Sang Istri Mengaku Mendapat Telfon Dari Aipda Stel Sebelum Terjadi Kecelakaan

Sang Istri Mengaku Mendapat Telfon Dari Aipda Stel Sebelum Terjadi Kecelakaan – Aipda Stef Pekuali (40), anggota Polres Kupang meninggal dalam tempat sesudah sepeda motor dikendarai bertabrakan dengan pikap. Kepala pos polisi (Kapospol) Tuapukan Polres Kupang itu awal mulanya baru pulang pengamanan Pemilu.

Momen itu berlangsung Jumat (19/4) pagi jam 05.30 di Jalan Timor Raya Km. 20 persis di muka penjual Sasando Desa Oebelo Kecamatan Kupang Timur Kabupaten Kupang. Saat Pemilu, Aipda Stef lakukan pengamanan pengamanan di kantor camat Kupang Timur.

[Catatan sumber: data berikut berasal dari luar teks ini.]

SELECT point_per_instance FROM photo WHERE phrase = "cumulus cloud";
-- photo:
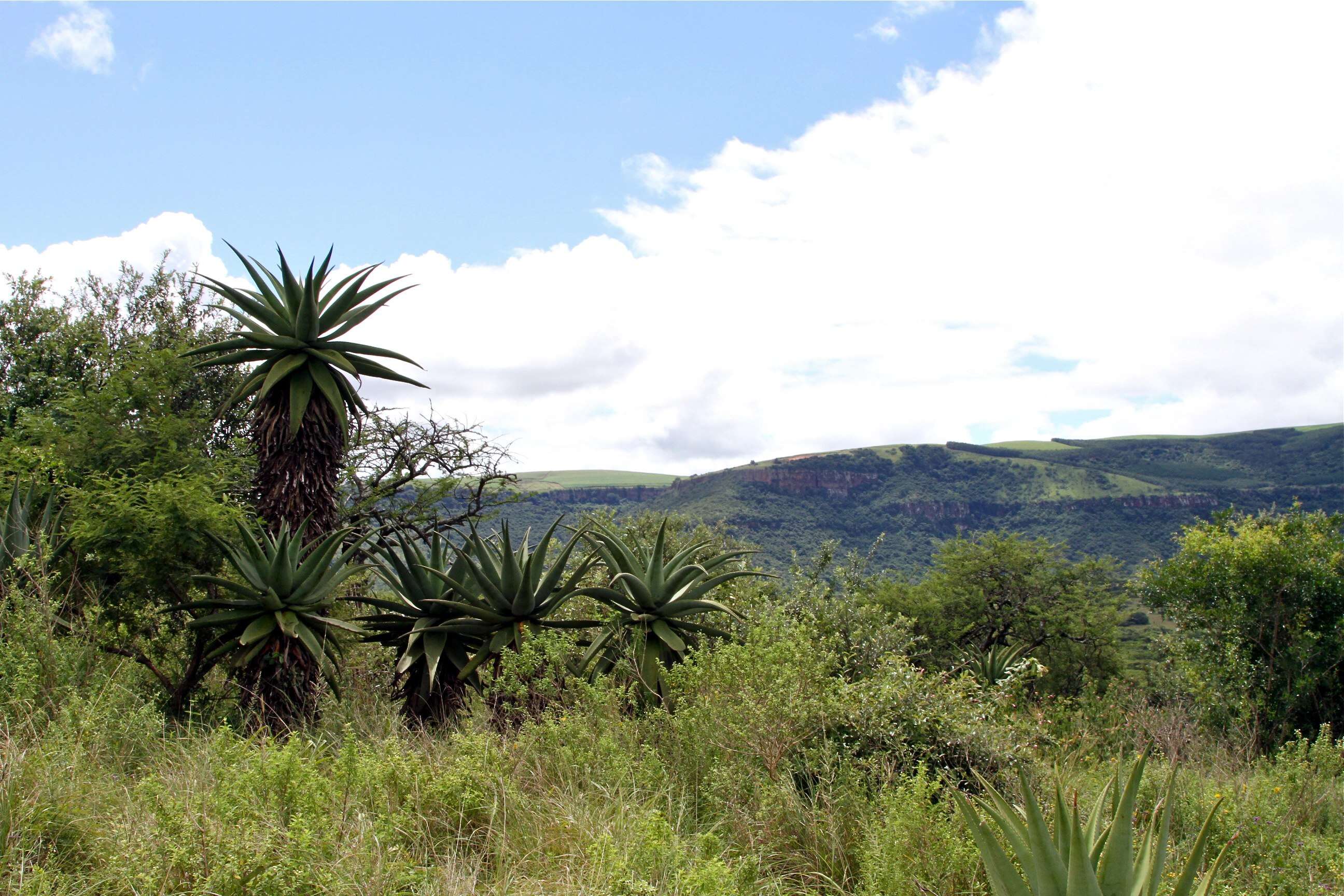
(1132, 198)
(80, 39)
(183, 237)
(884, 30)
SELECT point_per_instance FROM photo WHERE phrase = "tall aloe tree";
(303, 389)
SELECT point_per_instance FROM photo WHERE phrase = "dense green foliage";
(1120, 497)
(1000, 589)
(659, 604)
(1258, 602)
(773, 774)
(812, 734)
(1097, 859)
(292, 328)
(280, 601)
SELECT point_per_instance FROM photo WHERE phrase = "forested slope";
(1123, 496)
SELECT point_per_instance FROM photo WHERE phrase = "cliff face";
(604, 495)
(797, 481)
(841, 483)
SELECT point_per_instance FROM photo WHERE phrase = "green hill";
(552, 480)
(1118, 496)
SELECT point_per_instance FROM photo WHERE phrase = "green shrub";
(917, 845)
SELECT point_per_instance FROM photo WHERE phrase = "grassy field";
(552, 480)
(1031, 445)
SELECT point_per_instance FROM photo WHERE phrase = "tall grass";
(772, 776)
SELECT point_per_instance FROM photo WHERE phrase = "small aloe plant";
(429, 656)
(1085, 859)
(22, 527)
(992, 665)
(660, 605)
(500, 593)
(277, 612)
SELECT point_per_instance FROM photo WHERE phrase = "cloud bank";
(1140, 214)
(80, 39)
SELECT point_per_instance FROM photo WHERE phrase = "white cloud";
(884, 30)
(1135, 198)
(80, 39)
(886, 27)
(185, 238)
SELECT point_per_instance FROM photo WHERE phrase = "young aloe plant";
(1085, 860)
(659, 604)
(429, 657)
(22, 528)
(277, 617)
(506, 592)
(991, 667)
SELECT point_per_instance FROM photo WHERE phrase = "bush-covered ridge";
(1123, 497)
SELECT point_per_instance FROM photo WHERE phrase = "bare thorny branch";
(423, 474)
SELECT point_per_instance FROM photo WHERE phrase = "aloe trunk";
(298, 474)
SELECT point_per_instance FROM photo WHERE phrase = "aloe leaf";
(261, 628)
(1003, 876)
(1082, 876)
(1116, 867)
(670, 637)
(1186, 881)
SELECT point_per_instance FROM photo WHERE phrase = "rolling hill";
(1117, 496)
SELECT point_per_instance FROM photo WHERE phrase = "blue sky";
(471, 130)
(703, 233)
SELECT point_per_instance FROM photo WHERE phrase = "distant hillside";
(1120, 496)
(553, 480)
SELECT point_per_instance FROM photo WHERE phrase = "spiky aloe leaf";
(424, 624)
(285, 592)
(291, 327)
(512, 589)
(1092, 859)
(656, 601)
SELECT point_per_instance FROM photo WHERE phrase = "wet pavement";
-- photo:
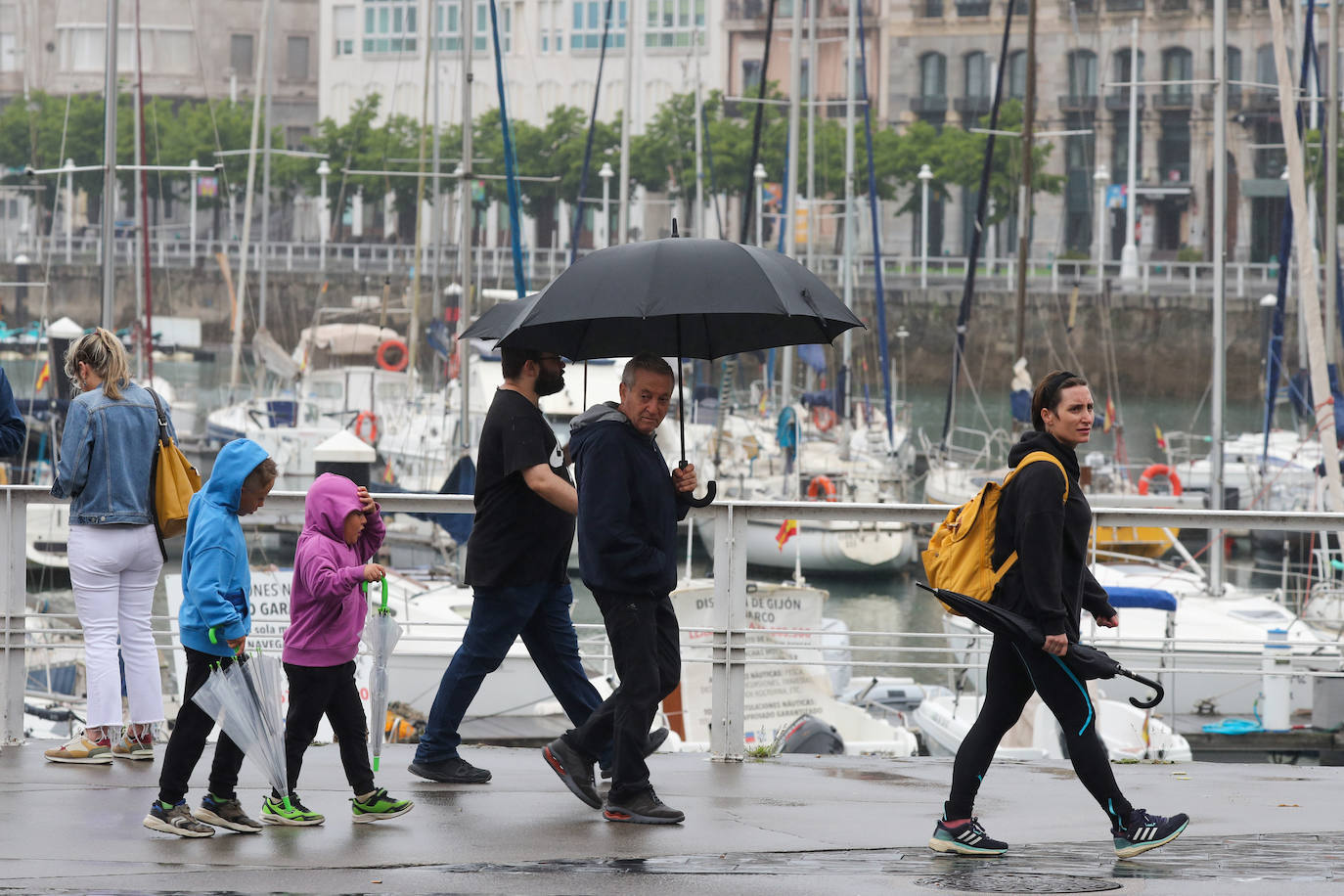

Info dikumpulkan, malam itu ia piket pengamanan kotak nada di kantor Panitia Penentuan Kecamatan (PPK) Kupang Timur. Pagi harinya, ia punya niat pulang ke tempat tinggalnya di Perumahan Matani, Desa Matani, Kecamatan Kupang Tengah, Kabupaten Kupang sebab akan ke gereja bersama dengan istri serta anaknya ikuti beribadah Jumat Agung. Usai beribadah, Aipda Stef pun merencanakan lakukan pengamanan.

Tetapi takdir berkata lainnya. Dalam perjalanan pulang memakai Honda CBR nomer polisi DH 4826 KF dari Babau Kecamatan Kupang Timur, Aipda Stef alami kecelakaan jalan raya. Sepeda motor yang dikendarai korban Aipda Stef bertabrakan dengan pikap nomer polisi DH 8194 CN yang dikendarai Duagus Kabnani (35), masyarakat Kabupaten Kupang, yang waktu itu meluncur dengan kecepatan tinggi dari arah Kupang ke arah Babau. Waktu itu mobil pikap yang dikendarai Duagus Kabnani berisi delapan orang penumpang.

Sepeda motor ambil jalan kanan serta sebab jarak yang telah dekat jadi Duagus Kabnani tidak bisa mengatur kendaraannya hingga berlangsung tabrakan. Korban terjatuh dari sepeda motor serta terpental di tubuh jalan, sesaat sepeda motor yang ditumpangi alami rusaknya di bagian depan. Demikian juga pikap alami rusaknya di bagian depan.

Kepala korban terbentur tubuh jalan serta alami luka serius. Darah fresh keluar dari telinga serta luka di kepala korban. Korban tidak sadarkan diri serta wafat di tempat insiden.

Korban lantas dievakuasi dengan mobil pikap serta dibawa ke rumah sakit Bhayangkara Kupang untuk proses selanjutnya.

“Tanda bukti mobil pick up serta sepeda motor telah kita amankan serta sopir pikap kita check,” kata Kasat Lalu Polres Kupang, AKP Andry Andriyansya, pada wartawan, Jumat (19/4).

Sebelum insiden, Aipda Stef masih tetap sudah sempat menelepon istrinya di dalam rumah serta menyampaikan kabar akan pulang untuk melaksanakan ibadah ke gereja bersamanya. Ia meminta disediakan baju untuk ke gereja.

Aipda Stef pun masih tetap minta istrinya membersihkan baju kostum korban supaya digunakan kembali untuk berdinas selesai pekerjaan gereja. Sesudah Jenazah korban sudah sempat divisum di rumah sakit Bhayangkara Kupang serta seterusnya dibawa ke rumah duka di perumahan Matani untuk dimakamkan.

Polisi pun minta info dari beberapa pihak sebagai saksi serta mengecek Agus Kabnani, sopir pikap. Agus Kabnani juga masih tetap ditangkap di kantor lalu Polres Kupang.